それから現在に至るまで4回の激辛ブームが起き、今に至る。

そもそも辛みとは何か。
味覚は味覚受容体細胞が認識する、甘味・酸味・塩味・苦味・旨味の5種類の感覚を指す。辛いというのはこれには当てはまらない。なので本来「辛味」と表記するのは間違いで、「辛み」なのである。
辛みの正体は味覚ではなくて、温度覚と痛覚だ。確かに辛いものを食べると熱く感じ、激辛は痛い。
生物は生存に適した環境を得るために、多様な温度感知機構を備えている。著しい高温や低温は生命に関わるため、43℃以上と15℃以下になると、温度覚に加え痛みとして感知されるようになっており、危険を察知することができる。
この温度覚のしくみは長い間謎だったが、1997年に温度感知に関わるイオンチャネルであるTRPV1チャネルが発見されたことで、研究が進んできた。TRPチャネル自体は体のいたるところに存在し、多くの疾患にも関わる大事な受容体である。熱や酸、痛みなどの多様な刺激によって活性化され、情報伝達を担う。

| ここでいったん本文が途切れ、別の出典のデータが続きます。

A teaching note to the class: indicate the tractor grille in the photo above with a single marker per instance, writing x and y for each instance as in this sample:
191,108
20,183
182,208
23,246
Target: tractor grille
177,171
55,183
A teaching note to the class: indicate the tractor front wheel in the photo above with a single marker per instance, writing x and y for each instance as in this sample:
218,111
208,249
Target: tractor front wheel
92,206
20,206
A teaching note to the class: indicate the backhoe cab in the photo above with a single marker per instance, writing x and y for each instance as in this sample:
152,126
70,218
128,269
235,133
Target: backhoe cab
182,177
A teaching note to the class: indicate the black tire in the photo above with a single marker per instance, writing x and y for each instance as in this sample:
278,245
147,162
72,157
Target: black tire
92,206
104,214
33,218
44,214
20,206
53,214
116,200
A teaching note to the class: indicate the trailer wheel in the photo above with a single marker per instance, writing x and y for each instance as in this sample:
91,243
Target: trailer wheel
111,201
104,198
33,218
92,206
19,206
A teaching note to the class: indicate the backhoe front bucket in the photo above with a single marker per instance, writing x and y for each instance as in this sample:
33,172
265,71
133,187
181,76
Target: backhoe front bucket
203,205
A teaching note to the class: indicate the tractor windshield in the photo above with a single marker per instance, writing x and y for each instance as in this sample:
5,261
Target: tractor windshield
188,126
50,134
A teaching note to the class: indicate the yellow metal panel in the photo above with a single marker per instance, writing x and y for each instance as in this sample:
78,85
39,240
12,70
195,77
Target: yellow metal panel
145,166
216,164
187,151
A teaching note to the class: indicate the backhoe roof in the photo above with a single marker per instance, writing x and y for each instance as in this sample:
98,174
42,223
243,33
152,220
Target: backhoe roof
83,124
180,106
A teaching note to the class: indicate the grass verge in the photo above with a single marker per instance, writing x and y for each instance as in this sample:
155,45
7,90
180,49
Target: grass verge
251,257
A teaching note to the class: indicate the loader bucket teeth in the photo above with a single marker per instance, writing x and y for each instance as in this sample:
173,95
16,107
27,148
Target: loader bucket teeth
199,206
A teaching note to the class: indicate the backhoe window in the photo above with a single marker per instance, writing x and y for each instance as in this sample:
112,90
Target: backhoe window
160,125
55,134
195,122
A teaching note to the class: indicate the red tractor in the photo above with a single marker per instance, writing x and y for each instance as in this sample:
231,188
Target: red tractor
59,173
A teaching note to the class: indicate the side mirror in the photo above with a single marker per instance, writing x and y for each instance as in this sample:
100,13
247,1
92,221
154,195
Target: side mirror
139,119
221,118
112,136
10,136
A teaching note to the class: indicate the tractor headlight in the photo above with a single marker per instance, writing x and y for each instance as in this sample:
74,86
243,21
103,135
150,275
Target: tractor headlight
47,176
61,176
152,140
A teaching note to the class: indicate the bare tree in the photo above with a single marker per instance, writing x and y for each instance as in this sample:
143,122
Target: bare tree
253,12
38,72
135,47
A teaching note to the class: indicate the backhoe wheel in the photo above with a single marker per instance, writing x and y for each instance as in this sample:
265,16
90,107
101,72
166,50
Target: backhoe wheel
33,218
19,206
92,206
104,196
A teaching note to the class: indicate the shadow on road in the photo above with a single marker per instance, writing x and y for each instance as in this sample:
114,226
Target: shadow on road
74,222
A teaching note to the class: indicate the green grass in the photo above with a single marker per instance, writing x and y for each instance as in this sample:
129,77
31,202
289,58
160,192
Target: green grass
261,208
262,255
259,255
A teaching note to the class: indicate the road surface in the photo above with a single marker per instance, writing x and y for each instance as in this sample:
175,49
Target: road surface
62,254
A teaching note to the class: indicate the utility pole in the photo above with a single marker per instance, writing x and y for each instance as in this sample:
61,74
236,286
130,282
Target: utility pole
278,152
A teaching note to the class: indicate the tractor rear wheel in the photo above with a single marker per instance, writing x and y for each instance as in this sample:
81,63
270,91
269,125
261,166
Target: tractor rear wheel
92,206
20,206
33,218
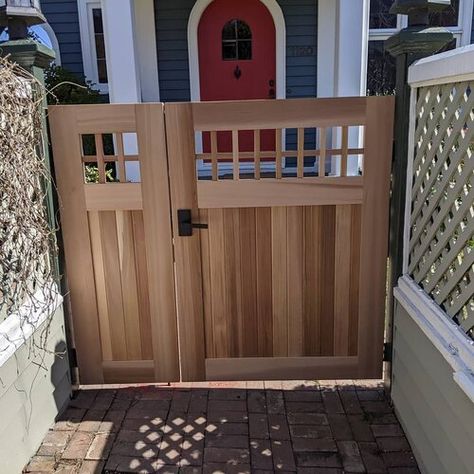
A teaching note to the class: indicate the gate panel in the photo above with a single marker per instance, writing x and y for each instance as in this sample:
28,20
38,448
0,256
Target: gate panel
291,269
118,241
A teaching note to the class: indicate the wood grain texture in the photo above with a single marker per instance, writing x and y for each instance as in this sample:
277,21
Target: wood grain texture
269,281
374,233
75,229
280,368
113,196
273,114
189,294
271,192
158,240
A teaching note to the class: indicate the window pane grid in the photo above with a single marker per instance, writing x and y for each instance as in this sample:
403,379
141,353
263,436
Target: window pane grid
236,41
99,45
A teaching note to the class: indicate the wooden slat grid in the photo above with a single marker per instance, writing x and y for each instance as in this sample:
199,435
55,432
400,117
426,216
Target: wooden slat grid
441,247
110,167
118,244
276,154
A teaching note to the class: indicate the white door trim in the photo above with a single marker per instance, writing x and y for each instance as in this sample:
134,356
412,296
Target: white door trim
193,49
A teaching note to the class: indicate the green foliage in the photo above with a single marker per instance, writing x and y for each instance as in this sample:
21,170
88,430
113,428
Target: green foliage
66,87
92,174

辛みの代表とも言える唐辛子の主成分は、カプサイシンである。
カプサイシンは脂溶性で、上皮を通り抜けて感覚神経終末に発現するカプサイシン受容体に作用する。このカプサイシン受容体は、43℃を超える熱刺激で活性化されるTRPV1としても機能するため、辛みは熱いと痛いを同時に引き起こすのだ。英語で辛いと熱いは同じ「hot」なのも理にかなっている。
唐辛子の辛みは食べてすぐには出現しない。なんだこれくらい平気とたかをくくった後に強烈な辛さに襲われて悶絶するのは、上皮を通り抜けてから受容体を刺激するのでタイムラグが生じるためだ。
TRPV1は、黒胡椒の辛み成分ピペリンや、生姜の辛み成分ジンゲロン・ジンゲロールにも反応する。TRPV1の活性化は交感神経系を介して熱の産生も促すことから、唐辛子を靴下に入れたり生姜風呂に入ったりすることで体を温めることができる。

辛さの単位はスコヴィル値で表される。
1912年に味覚テストを考案したウィルター・スコヴィルから取られており、正式名はScoville heat units(SHU)という。スコヴィル値1000の場合、砂糖水で1000倍に薄めてようやく辛さが0になることを意味するが、主観に左右されるため、現在は高速液体クロマトグラフィーなどで測定されてることが多い。
鷹の爪のスコヴィル値は4〜5万SHU、ハバネロはおよそ30万SHUと言われている。世界最強(最凶?)の唐辛子であるキャロライナ・リーパーは、なんと164万SHUだそうで、調理には防護服の着用が求められるとのこと。
こうなると辛いものを食べるのは命がけである。

TRPチャネルの中で、ミントの成分であるメントールの受容体であるTRPM8は、28℃以下の温度を感じる受容体である。ミントが清涼感を感じさせるのは、こういうわけなのだ。
そしてワサビ成分のアリルイソチアシアネート受容体であるTRPA1は、17℃以下で活性化される。ワサビは冷たくは感じないが、鼻の奥がツーンと痛む。これは揮発性のアリルイソチアシアネートが鼻腔の感覚神経に作用して、痛みを感じさせているのだ。
アリルイソチアシアネートは水溶性なので、ツーンときたらお茶を飲むと辛みは薄れる。このとき冷たい水を飲んでしまうと、受容体を更に活性化してしまうので要注意だ。
ちなみにカプサイシンは脂溶性なので、いくら水を飲んでも辛みはおさまらない。ヨーグルトや牛乳といった乳製品を飲むと良いのは、まだ細胞内に入っていないカプサイシンを乳製品の脂肪分が包んで洗い流してくれるからだという。確かにカレーにラッシー(ヨーグルト飲料のようなもの)が合うわけだ。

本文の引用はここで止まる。